Les ambulanciers, les pompiers et les policiers ont tous quelque chose en commun. Quand un danger se produit, tout le monde s’en écarte et court pour y échapper. Ils sont les seuls à courir vers lui. Ils sont les premiers sur place, à aider, à sauver, et servir les gens. Dans mon monde, « secouristes » signifie quelque chose d’un peu différent.
La première année après le diagnostic de l’autisme de mon fils –il y a cinq ans maintenant– était de loin l'une des plus difficiles de mon existence. La nouvelle nous a heurtés comme une voiture de plein fouet. Nous étions perdus, confus, et dans un sens, nous étions dans un état d’incompréhension : « que pouvons-nous faire ? ». Plus qu’autre chose, je me sentais seule. Je n’oublierais jamais la première personne qui s’est intéressée à notre cas, elle se prénommait Dana.
Elle fût la première à nous tendre la main. Elle avait également un fils autiste, et nous a dit que la première année serait sûrement la plus difficile…Mais elle nous a aussi dit de mieux nous renseigner sur la maladie. De trouver un thérapeute, une école, une ville, et notre propre chemin. Nous avons tout fait. Elle était notre première « secouriste ».
Plus tard, j’ai rencontré toutes ces personnes citées ci-dessous, qui ont été nos « secouristes ». La personne qui nous a tendu la main, celle qui est venu nous aider. Ceux qui dévouent leurs vies à leurs enfants et pour leur famille, comme nous. Comme Dana. Elle était la première secouriste. C’est quelque chose que l’on n’oublie jamais et, j’espère pouvoir un jour être la première secouriste de quelqu'un.
Le printemps revient, et la chaleur aussi. Je repense à l’été dernier. A cette petite fille nommée « Jade ». Nous habitions dans un appartement, où nous avions une piscine pour toute la résidence. Nous évitions la chaleur, la foule et pour être honnête, les regards également. Un jour à la piscine, un homme, après avoir regardé mon fils, a fait un signe à sa femme comme pour dire qu’il était fou, en faisant tourner son doigt sur sa tempe. Les gens se sont habitués à indiquer que quelqu’un est fou. Cela arrive.

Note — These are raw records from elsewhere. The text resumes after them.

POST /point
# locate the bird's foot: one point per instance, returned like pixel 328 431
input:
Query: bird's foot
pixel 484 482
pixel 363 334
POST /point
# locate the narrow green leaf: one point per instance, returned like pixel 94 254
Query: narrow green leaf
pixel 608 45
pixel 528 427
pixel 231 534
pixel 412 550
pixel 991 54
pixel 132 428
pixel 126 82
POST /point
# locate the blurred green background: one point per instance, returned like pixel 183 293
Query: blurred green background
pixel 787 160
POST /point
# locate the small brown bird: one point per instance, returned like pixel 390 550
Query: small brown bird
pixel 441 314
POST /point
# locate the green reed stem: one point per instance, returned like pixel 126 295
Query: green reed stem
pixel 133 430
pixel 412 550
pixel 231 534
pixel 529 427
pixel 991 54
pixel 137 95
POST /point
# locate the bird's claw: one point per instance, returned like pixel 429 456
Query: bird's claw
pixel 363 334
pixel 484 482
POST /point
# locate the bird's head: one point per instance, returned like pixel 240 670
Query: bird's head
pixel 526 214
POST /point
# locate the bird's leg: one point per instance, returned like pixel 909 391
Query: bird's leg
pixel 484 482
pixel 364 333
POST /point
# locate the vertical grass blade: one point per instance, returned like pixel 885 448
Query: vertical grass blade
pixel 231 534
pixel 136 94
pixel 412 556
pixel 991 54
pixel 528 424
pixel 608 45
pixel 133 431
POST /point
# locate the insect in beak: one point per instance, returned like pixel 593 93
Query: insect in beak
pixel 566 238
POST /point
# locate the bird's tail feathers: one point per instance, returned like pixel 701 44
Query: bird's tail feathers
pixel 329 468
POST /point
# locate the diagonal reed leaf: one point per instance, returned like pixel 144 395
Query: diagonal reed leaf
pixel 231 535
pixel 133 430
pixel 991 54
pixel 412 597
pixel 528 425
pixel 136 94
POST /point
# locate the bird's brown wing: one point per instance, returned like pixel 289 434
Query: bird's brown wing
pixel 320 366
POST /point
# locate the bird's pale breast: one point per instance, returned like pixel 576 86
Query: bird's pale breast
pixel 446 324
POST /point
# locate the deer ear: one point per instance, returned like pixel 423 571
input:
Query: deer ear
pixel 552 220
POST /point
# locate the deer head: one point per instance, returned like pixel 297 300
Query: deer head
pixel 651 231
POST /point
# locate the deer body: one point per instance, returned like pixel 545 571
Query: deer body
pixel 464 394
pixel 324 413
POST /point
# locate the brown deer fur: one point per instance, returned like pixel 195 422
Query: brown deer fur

Je rentrais alors chez moi, en pensant à ce que j’aurais dû lui répondre, ou lui faire pour lui donner une leçon. Mais au lieu de ça, je me suis effondrée en sanglots en arrivant dans l’appartement. J’évitais alors la piscine le plus possible. Là-bas, les enfants ne jouaient jamais avec mon fils, d’autant plus quand, au bout de quelques minutes ils se rendaient compte qu’il était différent. Ils s’en allaient. Ils s’en allaient toujours.
Sauf une seule fois…
J’étais assise sur le bord de la piscine, à regarder mon fils sauter et jouer dans l’eau. Arriva Jade, âgée de 7 ou 8 ans, cheveux blonds, tâches de rousseur sur le nez, 20 kilos. C’est tout. Elle commença à s’approcher de lui. Elle lui parla, lui posa des questions, et comme toujours, il ne répondit pas. Seulement cette fois-ci, au lieu partir comme les autres enfants avant elle, elle resta. Elle me regarda, et me demanda « Est-ce qu’il parle ? ». Je répondis «Non, il ne parle pas ». Elle continua : « Est-il autiste ? ». Je n’allais pas lui mentir, la question me gênait un peu. Je n’étais pas sûre de savoir comment expliquer à une si jeune petite fille ce qu’était l’autisme.
Ma réponse fût courte : « Oui, il l’est ». Elle se retourna alors et changea d’approche avec lui. Au lieu de lui poser des questions, elle commença à lui dire quoi faire. « Là, monte dans le bateau, je vais te pousser ». « Je vais te lancer la balle et tu l’attrapes d’accord ? » Wow. Etait-ce bien ce que j’étais en train de voir ? Mon fils était-il en train de jouer ? Mon fils avait-il finalement une amie ? Pendant vingt minutes, jusqu'à ce que la petite fille doive partir, je regardais ces deux enfants jouer ensembles, et pour la première fois, l’un d’entre eux était le mien. Par miracle, j’avais des lunettes de soleil, parce que j’étais une fontaine. Mes larmes ne pouvaient s’empêcher de couler, de joie.
Si j'avais arrêté de m'aventurer à la piscine à cause de cet homme montrant du doigt mon fils, j’aurais raté deux choses formidables. La première étant celle-là : en vingt minutes, Jade avait réalisé une chose que j’attendais de voir depuis six ans. Mon fils, le MIEN, jouer avec un ami ! La deuxième chose dont j’ai été témoin, était tout aussi surprenante : en cette chaude journée de vacances, j’ai vu une « secouriste » naître. Et ça, c’est quelque chose que l’on n’oublie jamais.